FWIW, I’ve done some PR and marketing work in the past, so I’m not speaking totally out of my ass. Partially, yes, but not totally.
So, here goes.
Star Wars: The Old Republic is doing fine, financially. It still has 1.3 million subscriptions, which is probably still enough to keep it at a pace to make up for the return on BioWare’s and EA’s investment in it.
But they’re going to have to do something about server populations. They probably opened up too many servers when 2 million people rushed the servers at the game’s start, and the dwindling population has turned many planets into virtual ghost towns, especially at non-peak hours. It’s a deadly spiral – if more players leave, that will reduce the number of players on each server, which encourages more players to leave as their guild/friends vanish, which causes more players to leave, and so on.
Short of getting a sudden influx of new players, the most obvious way to solve this problem is via server merges, which conjure up all sorts of negative impressions. Let’s assume, however, that this is BioWare’s plan. So how do you do it without bringing out the “SWTOR is dead!” crowd?
Maybe you can’t. No matter what, a server merge won’t be regarded as a good thing. But could BioWare deliver the message in a way that at least doesn’t give the appearance of a game that’s headed for the scrap heap? A way that provides a defense from its attackers?
Dear Fans of Star Wars: The Old Republic,
We have made the difficult decision to merge some of our servers.
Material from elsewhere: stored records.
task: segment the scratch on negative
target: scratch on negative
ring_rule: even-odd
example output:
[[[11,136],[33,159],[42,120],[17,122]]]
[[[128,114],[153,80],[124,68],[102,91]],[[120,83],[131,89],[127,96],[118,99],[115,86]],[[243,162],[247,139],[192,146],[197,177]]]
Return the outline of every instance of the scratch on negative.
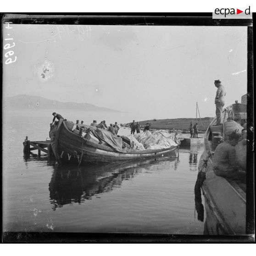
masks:
[[[240,74],[240,73],[242,73],[242,72],[245,72],[246,71],[246,69],[245,69],[245,70],[242,70],[242,71],[239,71],[238,72],[235,72],[235,73],[233,73],[233,74],[231,74],[231,75],[238,75],[238,74]]]
[[[46,39],[46,40],[43,40],[42,41],[37,41],[37,42],[24,42],[24,41],[22,41],[21,40],[19,40],[20,42],[22,43],[24,43],[24,44],[37,44],[38,43],[42,43],[43,42],[47,42],[49,40],[53,40],[55,39],[54,38],[49,38],[49,39]]]

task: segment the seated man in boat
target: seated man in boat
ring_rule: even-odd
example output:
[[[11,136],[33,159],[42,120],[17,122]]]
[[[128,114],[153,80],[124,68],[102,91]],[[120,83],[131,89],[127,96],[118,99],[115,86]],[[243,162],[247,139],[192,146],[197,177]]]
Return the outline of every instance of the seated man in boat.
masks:
[[[103,129],[104,130],[106,130],[106,126],[104,125],[104,123],[103,122],[104,121],[101,121],[99,124],[97,125],[97,128],[100,128],[100,129]]]
[[[245,182],[245,173],[237,164],[235,146],[239,138],[238,134],[233,132],[228,139],[218,145],[212,157],[213,169],[218,176]]]
[[[114,127],[113,127],[113,124],[111,123],[110,124],[110,127],[108,128],[108,131],[112,133],[114,135],[117,135],[116,129]]]
[[[116,133],[117,134],[117,134],[118,133],[118,131],[120,128],[117,125],[117,122],[115,122],[115,124],[113,126],[113,127],[115,128],[115,129],[116,129]]]
[[[141,127],[140,126],[140,124],[138,122],[137,122],[135,128],[136,128],[136,131],[137,132],[137,133],[139,134],[140,133],[140,129],[141,128]]]
[[[55,123],[54,121],[55,121],[56,118],[57,118],[58,119],[58,121],[57,121],[57,122],[55,123],[56,125],[57,125],[59,123],[59,122],[61,118],[62,118],[62,119],[64,119],[61,115],[60,115],[60,114],[57,114],[56,112],[54,112],[52,113],[52,115],[54,116],[54,117],[52,119],[52,125],[53,125],[53,124]]]
[[[107,125],[106,125],[106,121],[105,120],[103,120],[103,124],[104,125],[105,128],[106,129],[107,128]]]
[[[97,121],[96,120],[93,120],[93,122],[91,123],[91,126],[95,126],[96,127],[97,125]]]

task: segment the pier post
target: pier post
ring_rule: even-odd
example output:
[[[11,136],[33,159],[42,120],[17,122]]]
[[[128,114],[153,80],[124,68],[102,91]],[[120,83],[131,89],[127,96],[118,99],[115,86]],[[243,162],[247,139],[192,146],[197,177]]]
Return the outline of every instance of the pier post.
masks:
[[[26,139],[24,142],[23,143],[23,145],[24,147],[23,148],[23,153],[24,155],[27,156],[29,155],[30,153],[30,144],[29,144],[30,141],[28,139],[28,136],[26,136]]]

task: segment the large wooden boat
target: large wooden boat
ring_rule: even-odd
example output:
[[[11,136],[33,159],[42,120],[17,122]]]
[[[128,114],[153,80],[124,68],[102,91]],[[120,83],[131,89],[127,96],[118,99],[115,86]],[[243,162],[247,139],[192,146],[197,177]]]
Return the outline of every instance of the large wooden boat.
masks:
[[[206,131],[205,150],[199,161],[199,175],[195,187],[196,194],[197,184],[200,184],[204,196],[206,234],[246,234],[246,184],[216,175],[212,162],[216,146],[213,141],[213,131],[218,130],[224,138],[225,122],[235,121],[238,125],[242,127],[240,124],[242,123],[239,123],[242,118],[245,119],[246,111],[246,106],[242,105],[236,103],[226,108],[223,113],[222,127],[215,126],[217,120],[215,117]],[[240,119],[238,117],[240,117]],[[200,209],[198,204],[197,206],[196,199],[195,200],[196,208]],[[199,214],[198,211],[198,213]],[[203,213],[202,214],[203,219]],[[202,217],[201,213],[201,215]]]
[[[111,146],[87,139],[72,131],[73,123],[63,119],[50,132],[54,154],[60,163],[108,164],[142,159],[174,151],[177,146],[161,150],[134,150],[119,152]],[[78,132],[78,131],[77,131]]]

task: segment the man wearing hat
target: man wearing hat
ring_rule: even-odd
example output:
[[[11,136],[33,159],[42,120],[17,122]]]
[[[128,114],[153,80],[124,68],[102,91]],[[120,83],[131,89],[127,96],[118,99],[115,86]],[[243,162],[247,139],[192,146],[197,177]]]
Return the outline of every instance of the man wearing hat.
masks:
[[[221,82],[219,80],[215,80],[214,85],[218,88],[216,92],[215,103],[216,106],[216,116],[217,117],[216,125],[219,125],[221,124],[222,110],[225,105],[224,97],[226,95],[226,92],[224,86],[221,84]]]
[[[133,121],[133,122],[130,125],[130,127],[131,128],[131,134],[134,134],[136,130],[136,124],[135,123],[135,120],[134,120]]]
[[[96,120],[93,120],[93,122],[91,123],[91,126],[95,126],[96,127],[97,125],[97,121]]]
[[[53,119],[52,119],[52,124],[53,124],[56,118],[57,118],[58,120],[58,122],[56,123],[56,124],[58,124],[58,123],[59,123],[59,121],[61,120],[61,118],[62,118],[62,119],[64,119],[61,115],[60,115],[60,114],[57,114],[56,112],[54,112],[52,113],[52,115],[54,116],[54,117]]]
[[[108,128],[108,131],[112,133],[114,135],[117,135],[116,128],[113,127],[113,124],[112,123],[110,124],[110,126]]]

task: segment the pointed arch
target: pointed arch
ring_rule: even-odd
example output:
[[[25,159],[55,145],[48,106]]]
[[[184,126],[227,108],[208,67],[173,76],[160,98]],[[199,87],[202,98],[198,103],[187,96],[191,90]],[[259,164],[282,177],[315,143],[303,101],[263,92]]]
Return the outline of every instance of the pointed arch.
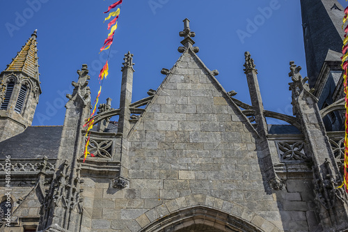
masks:
[[[0,109],[6,110],[8,107],[8,103],[11,99],[12,93],[13,92],[13,88],[15,88],[15,82],[10,81],[6,85],[6,90],[5,91],[5,95],[1,102],[1,106]]]
[[[19,89],[19,93],[18,94],[16,105],[15,106],[15,111],[18,114],[21,114],[24,108],[28,90],[28,86],[26,84],[22,84],[21,88]]]
[[[202,226],[225,232],[280,231],[274,224],[242,206],[201,194],[171,200],[145,212],[136,221],[141,227],[139,232],[180,231]]]

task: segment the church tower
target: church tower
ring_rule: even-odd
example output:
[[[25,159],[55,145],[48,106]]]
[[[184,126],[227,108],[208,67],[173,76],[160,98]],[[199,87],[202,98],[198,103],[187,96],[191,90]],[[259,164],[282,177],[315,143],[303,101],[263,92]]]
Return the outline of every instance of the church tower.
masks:
[[[345,8],[337,0],[301,0],[301,9],[307,72],[312,88],[326,60],[340,61]]]
[[[41,94],[36,30],[0,73],[0,141],[31,125]]]
[[[308,83],[319,108],[333,108],[344,95],[340,57],[345,8],[337,0],[301,0],[301,9]],[[342,112],[331,111],[323,121],[326,131],[344,130]]]

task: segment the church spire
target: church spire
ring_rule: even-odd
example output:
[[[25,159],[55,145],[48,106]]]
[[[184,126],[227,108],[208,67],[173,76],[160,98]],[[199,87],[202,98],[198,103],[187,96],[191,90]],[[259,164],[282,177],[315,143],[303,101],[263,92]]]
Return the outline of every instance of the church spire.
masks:
[[[31,125],[41,94],[36,30],[0,73],[0,141]]]
[[[345,9],[337,0],[301,0],[301,9],[308,82],[313,87],[328,53],[342,50]]]
[[[23,72],[29,77],[39,80],[38,49],[36,38],[38,30],[35,30],[4,72]]]

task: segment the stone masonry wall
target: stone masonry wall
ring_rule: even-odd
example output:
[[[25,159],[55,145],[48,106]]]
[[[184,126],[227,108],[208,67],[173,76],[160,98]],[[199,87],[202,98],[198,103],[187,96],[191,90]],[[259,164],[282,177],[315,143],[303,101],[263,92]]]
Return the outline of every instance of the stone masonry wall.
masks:
[[[129,187],[90,179],[92,231],[139,231],[190,203],[266,231],[308,230],[310,185],[291,180],[287,190],[272,193],[262,179],[255,131],[208,72],[191,52],[171,70],[128,137]]]

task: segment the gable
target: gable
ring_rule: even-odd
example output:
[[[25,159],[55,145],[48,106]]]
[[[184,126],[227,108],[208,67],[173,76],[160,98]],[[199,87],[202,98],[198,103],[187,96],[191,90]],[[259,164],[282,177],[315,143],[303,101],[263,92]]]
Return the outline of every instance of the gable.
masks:
[[[193,52],[187,49],[170,70],[133,130],[189,131],[191,142],[204,137],[214,141],[226,137],[226,132],[256,134],[211,72]]]

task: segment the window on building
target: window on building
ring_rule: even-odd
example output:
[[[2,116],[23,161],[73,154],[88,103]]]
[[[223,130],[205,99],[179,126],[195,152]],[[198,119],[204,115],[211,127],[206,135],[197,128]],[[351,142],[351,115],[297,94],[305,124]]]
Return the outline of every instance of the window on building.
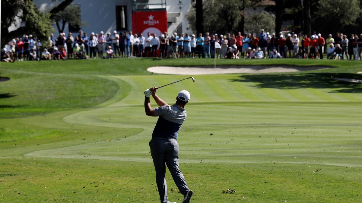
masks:
[[[76,14],[76,16],[79,19],[81,19],[80,17],[80,4],[72,4],[70,6],[72,7],[72,10],[75,12],[75,13]],[[77,33],[80,30],[80,26],[79,25],[70,25],[68,24],[68,30],[71,33]]]
[[[127,7],[115,6],[115,20],[117,30],[127,30]]]

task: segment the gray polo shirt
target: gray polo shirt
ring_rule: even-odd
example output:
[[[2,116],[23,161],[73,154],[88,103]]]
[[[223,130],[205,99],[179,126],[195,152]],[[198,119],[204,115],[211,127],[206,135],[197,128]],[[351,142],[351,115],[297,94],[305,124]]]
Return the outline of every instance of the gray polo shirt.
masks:
[[[186,119],[186,111],[178,105],[165,105],[155,108],[159,116],[152,136],[177,139],[178,130]]]

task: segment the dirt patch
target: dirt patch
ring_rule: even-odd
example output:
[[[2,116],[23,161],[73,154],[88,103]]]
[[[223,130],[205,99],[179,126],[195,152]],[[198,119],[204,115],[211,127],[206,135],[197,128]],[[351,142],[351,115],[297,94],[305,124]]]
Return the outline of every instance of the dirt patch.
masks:
[[[152,73],[175,75],[203,75],[227,73],[266,73],[297,72],[331,68],[327,66],[300,66],[284,65],[217,65],[173,67],[157,66],[147,69]]]
[[[7,77],[0,77],[0,82],[5,82],[10,79],[10,78]]]

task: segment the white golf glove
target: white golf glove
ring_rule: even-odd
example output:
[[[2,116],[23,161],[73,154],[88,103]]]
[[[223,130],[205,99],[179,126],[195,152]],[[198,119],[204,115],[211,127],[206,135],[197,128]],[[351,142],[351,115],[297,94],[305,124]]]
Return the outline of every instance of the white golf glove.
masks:
[[[147,89],[144,91],[144,96],[146,97],[150,97],[150,96],[151,95],[151,94],[152,93],[152,92],[150,90],[150,89]]]

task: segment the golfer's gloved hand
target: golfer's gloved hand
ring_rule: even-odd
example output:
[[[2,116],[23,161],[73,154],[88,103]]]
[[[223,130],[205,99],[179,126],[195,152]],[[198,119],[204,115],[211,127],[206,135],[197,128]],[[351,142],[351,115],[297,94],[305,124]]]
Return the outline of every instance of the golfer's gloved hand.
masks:
[[[144,91],[144,96],[146,97],[150,97],[150,96],[151,96],[151,94],[152,94],[152,92],[150,89],[147,89]]]

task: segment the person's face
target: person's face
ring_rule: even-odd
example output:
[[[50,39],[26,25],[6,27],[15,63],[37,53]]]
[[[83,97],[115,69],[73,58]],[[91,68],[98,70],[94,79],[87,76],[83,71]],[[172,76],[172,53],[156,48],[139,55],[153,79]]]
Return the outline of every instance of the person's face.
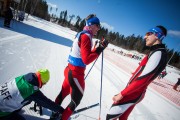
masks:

While there are obvious advantages to this decision – shorter queue times for PvP, more active planets, and the possibility of meeting new friends and guild mates, just to name a few – we understand the feelings that many of you will have regarding this decision.
When The Old Republic launched, demand was huge and we were faced with a difficult decision. Do we stay the course with our original server numbers and let players endure very long wait times in queues? Or do we expand our server list and allow as many players as possible to log in?
We went with the second option, and it seemed to work. Queues were short – where they existed at all – and there were few complaints about access to the game.
Nothing is constant in an MMO. On some level, we all realize this is true, whether it’s in regard to new content, changes to existing content, making new friends, losing old ones, or even just the appearance of your character’s clothes or armor.
Servers are no different. They’re part of the evolution of an MMO, too, and believing that they must stay static while everything else in a game changes is taking a rather simplistic view of things.
There’s no disputing that there are fewer players in the game now than there were at launch. Our own investor calls confirm this. But this doesn’t mean the game is failing. It’s a natural normalization in the MMO industry, or indeed, most any new product, especially one that is as well-known prior to its launch as The Old Republic was, to downscale slightly after an initial rush.
Would we like for there to be more players and for server populations to rise, possibly even necessitating the opening of new servers? Absolutely, and we are 100% committed to making that happen. But that doesn’t change the current reality of low server populations. Just like we did at launch, we feel that altering the server mix provides the best game experience for you, our players, at the current time. That might change in the future, and if it does, we’ll make the necessary moves to ensure the best possible game experience for all of you.